若くて可愛いタレント取材などほとんどしたことが無かったので、あれこれ質問を準備し、わくわくして
その日を迎えました。
ところが、お会いしてすぐにマネジャーから手渡されたプロフィルを見て、「あれっ?」と思いました。
彼女の経歴がテレビデビューからしか書かれていなかったからです。当時の視聴者の誰もが知っていた
わけではないでしょうが、テレビタレントになる前から成人向けビデオ作品に出ていたことは知られて
いたことでした。
その点を確認するとマネジャーは「以前の事務所時代のことは知りません。彼女はテレビ出演をもってデビューしたのです」と
言い切りました。「そんなことを言われてもデビューを偽っては書けない」などと、楽しみにしていた
飯島さんの取材はそっちのけでマネジャーとのやりとりが延々と続きました。その間、彼女は困った
表情を見せるわけでもなく、私たち2人のやりとりには全く無関心の表情だったことが印象的でした。
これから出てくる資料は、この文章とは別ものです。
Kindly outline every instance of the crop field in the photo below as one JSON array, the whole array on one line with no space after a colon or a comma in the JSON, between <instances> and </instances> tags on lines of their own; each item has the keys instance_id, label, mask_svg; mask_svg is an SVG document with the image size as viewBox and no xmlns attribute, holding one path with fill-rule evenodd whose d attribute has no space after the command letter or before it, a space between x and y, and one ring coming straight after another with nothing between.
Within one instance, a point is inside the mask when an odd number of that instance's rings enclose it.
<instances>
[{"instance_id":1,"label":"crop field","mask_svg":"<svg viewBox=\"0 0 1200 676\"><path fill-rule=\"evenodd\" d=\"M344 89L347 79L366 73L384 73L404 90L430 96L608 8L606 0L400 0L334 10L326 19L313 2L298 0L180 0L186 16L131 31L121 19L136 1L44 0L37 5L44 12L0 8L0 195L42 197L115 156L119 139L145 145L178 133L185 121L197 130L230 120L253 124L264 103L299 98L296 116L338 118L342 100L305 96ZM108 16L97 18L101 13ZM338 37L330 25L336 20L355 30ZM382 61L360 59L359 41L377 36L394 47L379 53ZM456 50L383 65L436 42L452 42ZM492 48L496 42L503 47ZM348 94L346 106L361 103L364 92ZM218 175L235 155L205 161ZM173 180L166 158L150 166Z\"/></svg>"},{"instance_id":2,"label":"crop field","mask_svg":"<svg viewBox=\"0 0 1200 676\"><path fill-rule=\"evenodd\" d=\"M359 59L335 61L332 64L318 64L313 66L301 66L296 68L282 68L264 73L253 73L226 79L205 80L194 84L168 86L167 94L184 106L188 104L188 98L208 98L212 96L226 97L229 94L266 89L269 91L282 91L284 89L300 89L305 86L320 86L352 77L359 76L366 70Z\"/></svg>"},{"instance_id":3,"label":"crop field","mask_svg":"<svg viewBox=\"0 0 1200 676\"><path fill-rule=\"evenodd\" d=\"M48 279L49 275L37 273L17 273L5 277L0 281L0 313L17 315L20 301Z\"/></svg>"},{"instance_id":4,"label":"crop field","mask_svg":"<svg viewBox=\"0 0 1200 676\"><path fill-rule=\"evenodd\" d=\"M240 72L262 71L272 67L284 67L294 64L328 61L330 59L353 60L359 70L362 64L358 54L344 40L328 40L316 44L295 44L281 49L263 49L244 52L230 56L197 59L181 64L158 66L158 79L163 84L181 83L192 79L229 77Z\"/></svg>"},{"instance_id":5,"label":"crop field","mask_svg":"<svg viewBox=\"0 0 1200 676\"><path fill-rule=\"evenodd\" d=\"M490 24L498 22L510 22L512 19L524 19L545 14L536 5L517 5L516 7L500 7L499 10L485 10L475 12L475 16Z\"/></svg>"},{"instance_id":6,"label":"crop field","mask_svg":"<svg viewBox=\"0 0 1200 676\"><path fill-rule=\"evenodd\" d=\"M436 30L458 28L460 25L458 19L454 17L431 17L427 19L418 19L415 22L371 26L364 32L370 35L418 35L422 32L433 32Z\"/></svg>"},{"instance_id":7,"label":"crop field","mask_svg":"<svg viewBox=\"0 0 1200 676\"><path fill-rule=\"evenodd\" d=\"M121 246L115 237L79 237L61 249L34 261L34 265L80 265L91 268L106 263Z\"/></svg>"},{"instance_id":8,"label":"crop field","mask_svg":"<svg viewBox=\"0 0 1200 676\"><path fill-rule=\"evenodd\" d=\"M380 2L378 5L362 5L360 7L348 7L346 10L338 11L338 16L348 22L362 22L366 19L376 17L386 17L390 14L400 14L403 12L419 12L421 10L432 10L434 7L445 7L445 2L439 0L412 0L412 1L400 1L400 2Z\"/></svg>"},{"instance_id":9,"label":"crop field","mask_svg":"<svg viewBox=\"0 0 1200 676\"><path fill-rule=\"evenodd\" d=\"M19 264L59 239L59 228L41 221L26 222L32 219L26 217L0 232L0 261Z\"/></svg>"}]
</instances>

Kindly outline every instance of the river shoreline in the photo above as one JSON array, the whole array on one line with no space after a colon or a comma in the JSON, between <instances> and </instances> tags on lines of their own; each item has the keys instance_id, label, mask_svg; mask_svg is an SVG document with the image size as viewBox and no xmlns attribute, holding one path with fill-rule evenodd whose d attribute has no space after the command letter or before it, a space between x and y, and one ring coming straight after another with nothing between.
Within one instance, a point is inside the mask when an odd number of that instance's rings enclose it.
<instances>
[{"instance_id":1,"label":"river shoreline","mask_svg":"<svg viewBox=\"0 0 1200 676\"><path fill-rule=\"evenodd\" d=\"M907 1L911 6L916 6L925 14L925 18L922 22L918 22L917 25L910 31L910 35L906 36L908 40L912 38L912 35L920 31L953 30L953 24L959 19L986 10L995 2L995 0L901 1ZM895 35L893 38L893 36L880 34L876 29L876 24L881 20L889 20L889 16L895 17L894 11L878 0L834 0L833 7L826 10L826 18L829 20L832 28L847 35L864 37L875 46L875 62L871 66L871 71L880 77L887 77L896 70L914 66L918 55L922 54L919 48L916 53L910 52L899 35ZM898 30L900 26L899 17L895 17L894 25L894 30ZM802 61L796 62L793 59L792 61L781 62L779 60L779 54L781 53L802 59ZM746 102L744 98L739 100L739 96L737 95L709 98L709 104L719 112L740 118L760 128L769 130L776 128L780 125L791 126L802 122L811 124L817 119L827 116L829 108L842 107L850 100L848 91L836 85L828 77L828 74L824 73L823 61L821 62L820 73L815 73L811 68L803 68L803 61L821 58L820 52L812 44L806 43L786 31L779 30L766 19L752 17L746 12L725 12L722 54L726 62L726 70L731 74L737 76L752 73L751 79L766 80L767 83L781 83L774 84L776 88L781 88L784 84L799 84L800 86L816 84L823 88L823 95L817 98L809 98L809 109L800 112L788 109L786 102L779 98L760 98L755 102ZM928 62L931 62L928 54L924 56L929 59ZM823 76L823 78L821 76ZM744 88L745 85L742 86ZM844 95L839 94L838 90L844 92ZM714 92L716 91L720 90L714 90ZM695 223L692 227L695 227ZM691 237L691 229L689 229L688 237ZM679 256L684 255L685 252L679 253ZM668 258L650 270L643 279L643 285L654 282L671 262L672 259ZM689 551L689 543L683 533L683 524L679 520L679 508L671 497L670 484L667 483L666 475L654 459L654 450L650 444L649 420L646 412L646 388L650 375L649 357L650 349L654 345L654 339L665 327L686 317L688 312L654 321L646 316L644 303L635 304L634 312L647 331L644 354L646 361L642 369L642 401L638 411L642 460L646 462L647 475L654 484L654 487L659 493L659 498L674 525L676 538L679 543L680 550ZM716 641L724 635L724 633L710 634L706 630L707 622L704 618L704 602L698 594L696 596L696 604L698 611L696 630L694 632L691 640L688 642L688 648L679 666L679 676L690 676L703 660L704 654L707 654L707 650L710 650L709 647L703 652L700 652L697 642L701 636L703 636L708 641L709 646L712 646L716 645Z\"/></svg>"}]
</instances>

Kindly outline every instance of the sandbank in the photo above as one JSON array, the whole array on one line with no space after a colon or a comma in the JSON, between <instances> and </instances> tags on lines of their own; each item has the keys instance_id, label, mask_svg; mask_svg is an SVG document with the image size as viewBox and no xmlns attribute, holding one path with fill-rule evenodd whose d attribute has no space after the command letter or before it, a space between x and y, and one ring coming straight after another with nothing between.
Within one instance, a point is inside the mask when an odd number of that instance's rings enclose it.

とりあえず型通りの取材を終え、担当デスクに相談すると「うそを書く必要はない」ということで記事
は出ませんでした。私が記事を書くまでもなく彼女は人気タレントになりました。
ご存じのように彼女はその後、ビデオ出演についても赤裸々に告白した著作を発表しました。このとき、
「ようやく過去を語れる自由を得たのだろうか」と思う一方、「以前は過去を隠すように言われ、今度は
さらけ出すように事務所から言われたのだろうか」という感じもしました。だからこそ人気絶頂時の昨年
3月、芸能界を引退したとき、「ああこれで本当の自由を得たのだろうな」と想像しました。そんな自由
な時間も早すぎる死によって終止符が打たれました。彼女の意思による再登板がなくなり本当に残念です。